Friday, October 30, 2009

Just how frequently is 'refactor frequently'?


I was asked what I meant by refactor frequently on the guidelines and could not locate a good answer to that... to me the question was wrong. When should not you refactor is more along the lines of my thinking. Not that I think there's a great answer to that either, but then I did skip over the google results that implicated when to stop refactoring or when not to refactor while searching for these quotes.

I tend to refactor with support from the DRY principle of as soon as you notice something is redundant or repeated. I refactor either on the first noticed redundancy or the 2nd when I'm primarily coding, when I'm reviewing, I try to refactor any redundancy I find. I also refactor based on the other Code Smells. I will also refactor when I notice violations of SOLIDDomain Driven Design (DDD for short), and now I've started to think about Command-Query Seperation (CQS).

When I see code that looks ugly but fits these I'll shoot for refactoring towards a Fluent Interface  with Method Chaining

I think I already do command query separation but I haven't been looking for it in particular.

And here's the email I sent out to the team, it appears that what I just wrote here probably should been included at the top... oh well. A little context, the email was generated in response to a meeting on the coding standards I put forth.

... asked me for guidelines in our meeting about how frequent is ‘refactor frequently’? I had difficultly answering the question and I think everyone here was aware of that. I hope to address this question with some support from the blogosphere/industry.


·         Before any redesign
o   Helps you get familiar or re-familiarize yourself with the existing code
o   Helps solidify the existing design for the addition of new features.
·         Before any new project that builds on top of the old one
·         Before adding new features to a stable build
·         Semi-continuous refactoring
o   Code a little, test a little, refactor a little.
·         Make it your goal to leave the code in better shape at the end of the day than at the beginning

Ideas from Elliotte Rusty Harold – from The Cafes – When to Refactor author of the book Refactoring HTML

Refactoring throughout the entire project life cycle saves time and increases quality.

Refactor mercilessly to keep the design simple as you go and to avoid needless clutter and complexity. Keep your code clean and concise so it is easier to understand, modify, and extend. Make sure everything is expressed once and only once.

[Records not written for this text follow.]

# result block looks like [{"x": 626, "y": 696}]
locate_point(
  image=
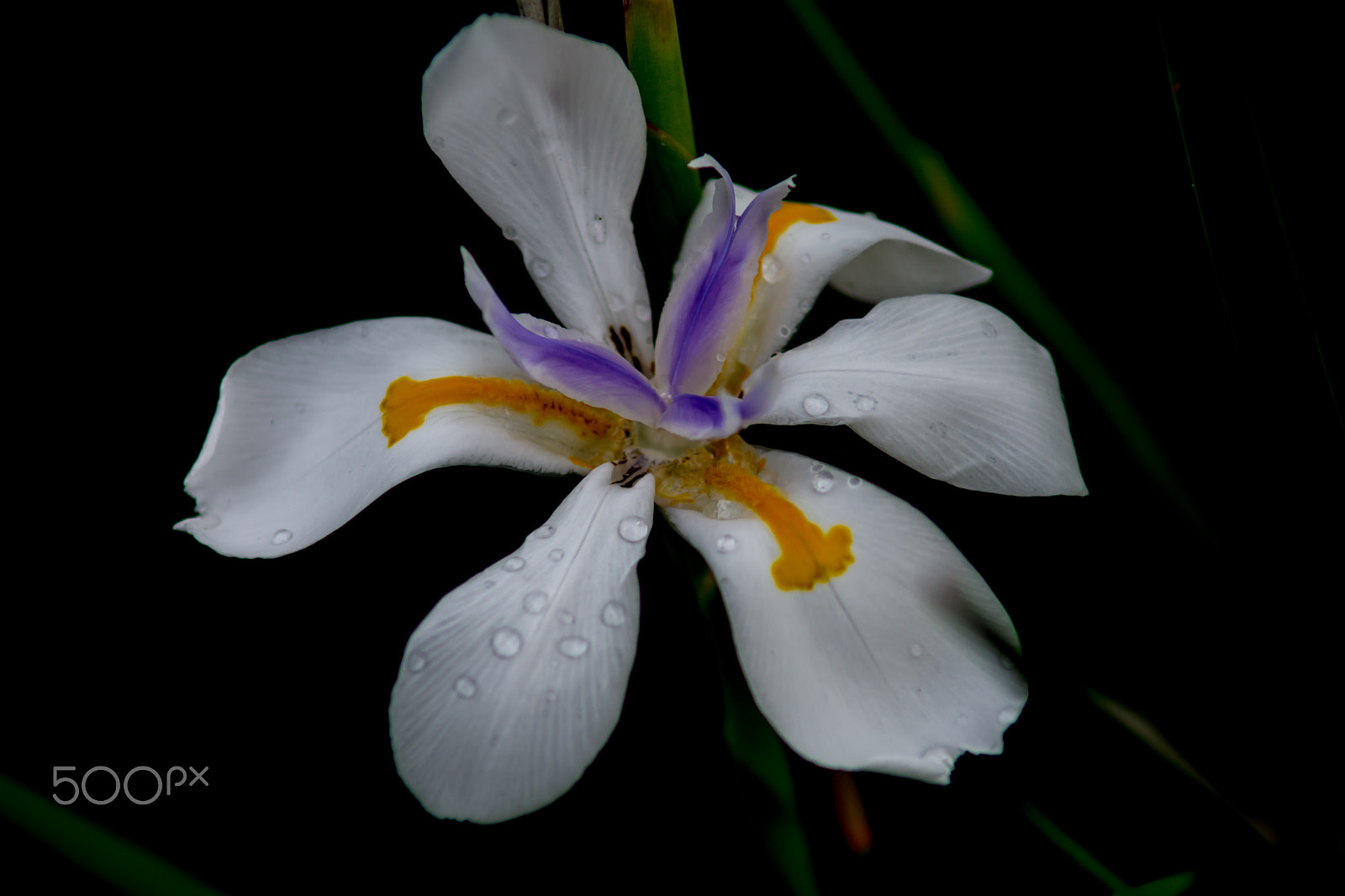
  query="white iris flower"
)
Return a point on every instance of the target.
[{"x": 515, "y": 680}]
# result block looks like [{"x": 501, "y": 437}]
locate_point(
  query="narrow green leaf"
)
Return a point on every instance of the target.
[
  {"x": 670, "y": 190},
  {"x": 977, "y": 239},
  {"x": 108, "y": 856}
]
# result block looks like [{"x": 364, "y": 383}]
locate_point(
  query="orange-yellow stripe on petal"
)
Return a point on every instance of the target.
[
  {"x": 807, "y": 557},
  {"x": 409, "y": 400}
]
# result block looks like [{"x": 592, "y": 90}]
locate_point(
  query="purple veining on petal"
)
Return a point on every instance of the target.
[
  {"x": 712, "y": 293},
  {"x": 703, "y": 416},
  {"x": 592, "y": 374}
]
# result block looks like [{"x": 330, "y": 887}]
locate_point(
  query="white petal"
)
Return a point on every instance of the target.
[
  {"x": 943, "y": 383},
  {"x": 860, "y": 256},
  {"x": 545, "y": 132},
  {"x": 515, "y": 680},
  {"x": 296, "y": 447},
  {"x": 871, "y": 669}
]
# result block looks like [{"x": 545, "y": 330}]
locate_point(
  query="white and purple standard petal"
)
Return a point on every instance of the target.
[
  {"x": 584, "y": 372},
  {"x": 710, "y": 293}
]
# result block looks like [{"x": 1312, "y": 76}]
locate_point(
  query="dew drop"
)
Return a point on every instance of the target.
[
  {"x": 632, "y": 529},
  {"x": 506, "y": 642},
  {"x": 770, "y": 268},
  {"x": 573, "y": 646},
  {"x": 815, "y": 405},
  {"x": 535, "y": 602}
]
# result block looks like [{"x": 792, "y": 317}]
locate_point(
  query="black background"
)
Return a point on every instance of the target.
[{"x": 193, "y": 187}]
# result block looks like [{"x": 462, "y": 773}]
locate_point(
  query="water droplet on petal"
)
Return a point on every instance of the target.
[
  {"x": 939, "y": 755},
  {"x": 632, "y": 529},
  {"x": 573, "y": 646},
  {"x": 535, "y": 602},
  {"x": 506, "y": 642},
  {"x": 815, "y": 405},
  {"x": 770, "y": 268}
]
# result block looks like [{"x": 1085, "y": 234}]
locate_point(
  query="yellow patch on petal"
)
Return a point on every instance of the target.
[
  {"x": 790, "y": 213},
  {"x": 730, "y": 467},
  {"x": 409, "y": 400}
]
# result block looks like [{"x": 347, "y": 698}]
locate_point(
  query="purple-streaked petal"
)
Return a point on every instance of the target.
[
  {"x": 703, "y": 416},
  {"x": 584, "y": 372},
  {"x": 713, "y": 287}
]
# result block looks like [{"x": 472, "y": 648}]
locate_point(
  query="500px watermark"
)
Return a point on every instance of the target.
[{"x": 120, "y": 784}]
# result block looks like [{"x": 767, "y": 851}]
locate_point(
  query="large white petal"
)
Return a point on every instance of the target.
[
  {"x": 872, "y": 669},
  {"x": 545, "y": 132},
  {"x": 861, "y": 256},
  {"x": 515, "y": 680},
  {"x": 943, "y": 383},
  {"x": 296, "y": 447}
]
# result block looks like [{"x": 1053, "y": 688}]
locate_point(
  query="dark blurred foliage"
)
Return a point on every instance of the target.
[{"x": 199, "y": 182}]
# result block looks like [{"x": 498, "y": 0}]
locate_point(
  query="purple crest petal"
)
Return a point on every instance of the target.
[
  {"x": 710, "y": 293},
  {"x": 592, "y": 374},
  {"x": 703, "y": 416}
]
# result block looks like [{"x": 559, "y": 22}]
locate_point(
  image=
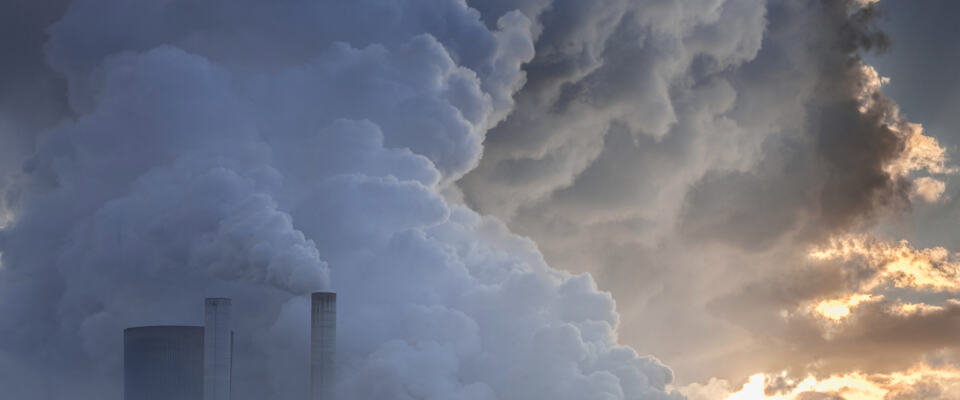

In the end it takes less time to produce a system that is well groomed.


When?

The sooner the better as is easier, faster and less risky to refactor over a recently refactored code rather than waiting to refactor for the code to be almost completed.


What is refactoring and why?

XP Practices: Refactoring

Refactoring is the process of clarifying and simplifying the design of existing code, without changing its behavior. Un-refactored code tends to rot. Rot takes several forms: unhealthy dependencies between classes or packages, bad allocation of class responsibilities, duplicate code, and many other varieties of confusion and clutter. (Check out this list of such "design smells.")

Rot is what makes code difficult to maintain or extend. Every time we change code without refactoring it, rot worsens and spreads. Code rot frustrates us, costs us time, and unduly shortens the lifespan of useful systems.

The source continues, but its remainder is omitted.